Die Messe must du als Pilger einfach erleben und feiern. Wer hier trockene Augen behält, hat irgendetwas falsch gemacht.

Mich hat es, wie jedesmal, nicht kalt gelassen, meine Augen waren definitiv nicht mehr trocken. Ich werde jetzt hier echt belohnt .

Abendmahl in der Messe, na klar, gehört absolut dazu, und ich bin bis jetzt immer nach vorne gegangen.

Auch wenn ich nicht katholisch, sondern evangelisch getauft bin.

Was macht den Unterschied?

Und zum Schluss wird doch wahrhaftig das Botufumeiro geschwungen, ein großer Weihrauchkessel.

Was für ein Glück. Und das haben sich all die Pilger verdient .

Es ist wie immer ein Spektakel.

Das schon im ersten Gottesdienst.

Gesund und munter angekommen, kein Regen auf dem Weg und beim Einzug in Santiago, Pilgergottesdienst mit Abendmahl und Botufumeiro, ich bitte euch, was will ich mehr.

Mehr geht nicht!

Zum Schluss bin ich noch in der Gruft an den Gebeinen des heiligen Jacobus vorbei gegangen, hab über dem Altar seine Büste umarmt, und mich bedankt für die Begleitung auf dem Weg hierher.

Ab jetzt bin ich als Tourist unterwegs….

281 km Pilgerschaft auf dem Camino português da costa.

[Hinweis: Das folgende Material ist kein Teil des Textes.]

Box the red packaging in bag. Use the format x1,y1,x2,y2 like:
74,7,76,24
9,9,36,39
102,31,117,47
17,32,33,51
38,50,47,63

Eine sehr gute Entscheidung. landschaftlich sehenswert, ich habe interessante Menschen kennengelernt, im Atlantik gebadet, Pulpo gegessen.

Ein Highlight waren die Bootsfahrten.

Eine tolle Zeit.

Morgen treffe ich unsere belgischen Pilgerfreunde Malou und Jean hier in Santiago.

Und dann hoffentlich auch in den nächsten Tagen, nach etlichen Jahren, Margitta und Werner aus Österreich.

Alle zur gleichen Zeit auf den Caminos.

Wie sich das alles manchmal fügt.

Am Freitag geht es für mich mit dem Bus bis Sonntag nach Fisterra, an das Cap Finistere, und nächste Woche noch nach Muxia.

Schlussendlich am 08.05. von Porto wieder nach Hause.

Jetzt heißt es erst einmal Santiago genießen.